Der von Writer’s Block geplagte Francis will nicht glauben, dass seine Tochter aus eigenem Willen wieder abgereist ist, und setzt Judiths beste Freundin und ehemalige Geliebte Anna Maria als
Privatdetektivin auf Alice an.
Hiermit ist der Grundstein für ein verworrenes Netz aus menschlichen Beziehungen gelegt, das der Film nach und nach gleichzeitig aufbaut und freilegt. Francis verdächtigt Judith der Untreue und lässt sie daraufhin von Anna Marias kriminellen Sohn Jérémie verfolgen, dem wiederum von einer Gruppe homosexueller junger Männer nachgestellt wird. Währenddessen bemerkt Judith, dass ihr nachspioniert wird, und setzt Jérémie für ihre Zwecke ein. Gerade als sich Anna Maria Alice zu
erkennen gibt, und sich das Mädchen folglich an ihrem Vater rächen will, etc.
Gegen Mitte des Films hat jeder entweder einen Spion auf sich angesetzt oder spioniert jemand anderem hinterher. Diese Aufstellung, die einem anderen Film als Grundlage für eine hinreißende Slapstick-Komödie gedient hätte, wird hier ohne das kleinste verschmitzte Augenzwinkern präsentiert.

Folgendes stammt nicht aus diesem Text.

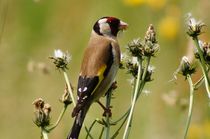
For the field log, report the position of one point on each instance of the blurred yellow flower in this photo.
(134, 2)
(169, 27)
(156, 4)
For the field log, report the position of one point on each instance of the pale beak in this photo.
(123, 25)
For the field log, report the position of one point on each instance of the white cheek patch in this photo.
(85, 89)
(104, 28)
(102, 21)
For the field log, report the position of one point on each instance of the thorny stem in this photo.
(59, 119)
(90, 128)
(137, 85)
(101, 134)
(198, 83)
(117, 132)
(203, 66)
(108, 102)
(69, 87)
(138, 89)
(44, 134)
(189, 79)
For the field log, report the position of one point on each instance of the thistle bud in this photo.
(186, 68)
(61, 59)
(194, 27)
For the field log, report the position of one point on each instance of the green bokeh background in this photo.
(30, 30)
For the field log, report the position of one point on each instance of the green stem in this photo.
(44, 134)
(138, 89)
(108, 102)
(69, 87)
(59, 119)
(101, 134)
(203, 65)
(88, 130)
(190, 105)
(125, 135)
(118, 130)
(119, 119)
(4, 5)
(199, 83)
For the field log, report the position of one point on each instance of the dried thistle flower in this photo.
(205, 47)
(42, 113)
(151, 45)
(150, 34)
(66, 98)
(132, 66)
(61, 59)
(186, 68)
(38, 103)
(194, 27)
(148, 76)
(136, 48)
(147, 47)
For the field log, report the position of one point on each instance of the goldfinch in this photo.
(99, 67)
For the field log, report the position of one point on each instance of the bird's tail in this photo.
(79, 119)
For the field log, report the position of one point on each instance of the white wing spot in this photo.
(84, 97)
(85, 89)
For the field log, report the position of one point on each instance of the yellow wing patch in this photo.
(100, 75)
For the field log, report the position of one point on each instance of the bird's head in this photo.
(109, 26)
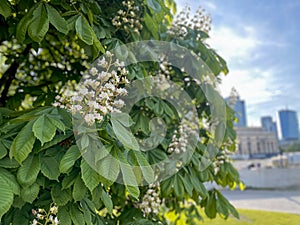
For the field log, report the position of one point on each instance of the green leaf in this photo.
(153, 4)
(57, 123)
(107, 201)
(9, 163)
(6, 197)
(151, 25)
(23, 143)
(57, 20)
(28, 172)
(29, 194)
(145, 167)
(76, 215)
(5, 9)
(3, 150)
(178, 187)
(64, 216)
(87, 212)
(130, 180)
(68, 160)
(84, 30)
(134, 191)
(10, 180)
(39, 24)
(59, 196)
(49, 167)
(210, 208)
(69, 180)
(44, 129)
(57, 139)
(79, 189)
(97, 44)
(124, 136)
(89, 176)
(109, 168)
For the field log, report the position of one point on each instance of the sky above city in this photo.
(260, 40)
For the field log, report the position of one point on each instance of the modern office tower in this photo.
(256, 142)
(269, 125)
(288, 125)
(238, 106)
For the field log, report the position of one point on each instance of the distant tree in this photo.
(45, 48)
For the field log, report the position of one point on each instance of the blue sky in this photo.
(260, 40)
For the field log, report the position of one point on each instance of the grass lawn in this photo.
(254, 217)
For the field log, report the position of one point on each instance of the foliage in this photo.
(46, 46)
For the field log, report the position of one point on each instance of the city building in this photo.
(288, 125)
(256, 142)
(269, 125)
(239, 107)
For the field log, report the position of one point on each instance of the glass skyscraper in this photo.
(269, 125)
(288, 124)
(240, 111)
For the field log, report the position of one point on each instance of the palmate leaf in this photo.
(109, 168)
(57, 20)
(107, 201)
(50, 167)
(84, 30)
(29, 194)
(5, 9)
(79, 189)
(23, 143)
(76, 215)
(10, 180)
(69, 159)
(6, 197)
(64, 215)
(124, 136)
(39, 24)
(28, 172)
(44, 129)
(59, 196)
(89, 175)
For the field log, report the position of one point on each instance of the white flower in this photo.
(121, 91)
(93, 71)
(119, 103)
(56, 222)
(76, 98)
(110, 86)
(89, 119)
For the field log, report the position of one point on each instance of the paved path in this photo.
(280, 201)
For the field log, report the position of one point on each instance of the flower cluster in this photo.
(151, 201)
(44, 217)
(98, 93)
(182, 22)
(128, 18)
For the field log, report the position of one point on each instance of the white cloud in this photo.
(233, 46)
(253, 83)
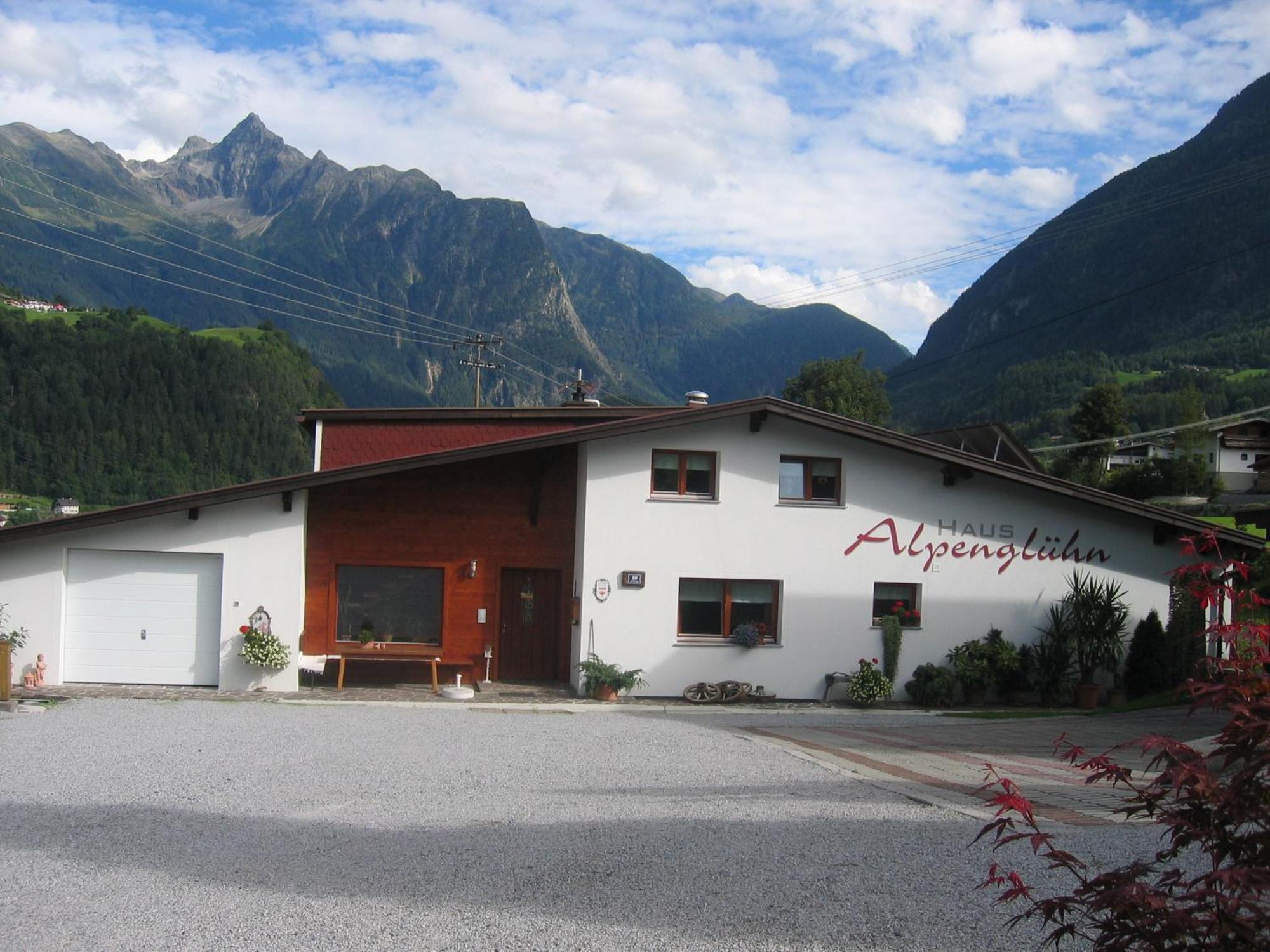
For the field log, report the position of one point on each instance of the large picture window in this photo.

Allein die ruhige Inszenierung von André Téchiné und das entspannte Spiel von André Dussolier (Francis) und Carole
Bouquet (Judith) täuschen darüber hinweg, wie sehr die Verhältnisse der Figuren zueinander doch eigentlich an die überspitzte Handlung einer ordinären Seifenoper erinnert. Wenn sich diese Erkenntnis aber einmal festgesetzt hat, ist es fast unmöglich, noch etwas Sympathie – oder auch nur Interesse – für die geplagten Charaktere aufzubringen.
Der Film versucht, anhand möglichst vieler Beispiele die Vielfältigkeit des Begriffs „unverzeihlich“ auszuleuchten. Ist der Begriff für alle Taten einsetzbar, die vom Recht streng bestraft werden, selbst wenn die Schuld des Täters der Gesellschaft gegenüber im Gefängnis abgesessen wurde? Können nicht auch schon ein paar unbedachte Worte eine Beziehung zweier Menschen für immer verändern?
Wenn Anna Maria Judith vorwirft, sie hätte noch nie geliebt, ist das dann
brutaler als Judith, die vor der vereinsamten Anna Maria ihre neue, große Liebe zu Francis auslebt?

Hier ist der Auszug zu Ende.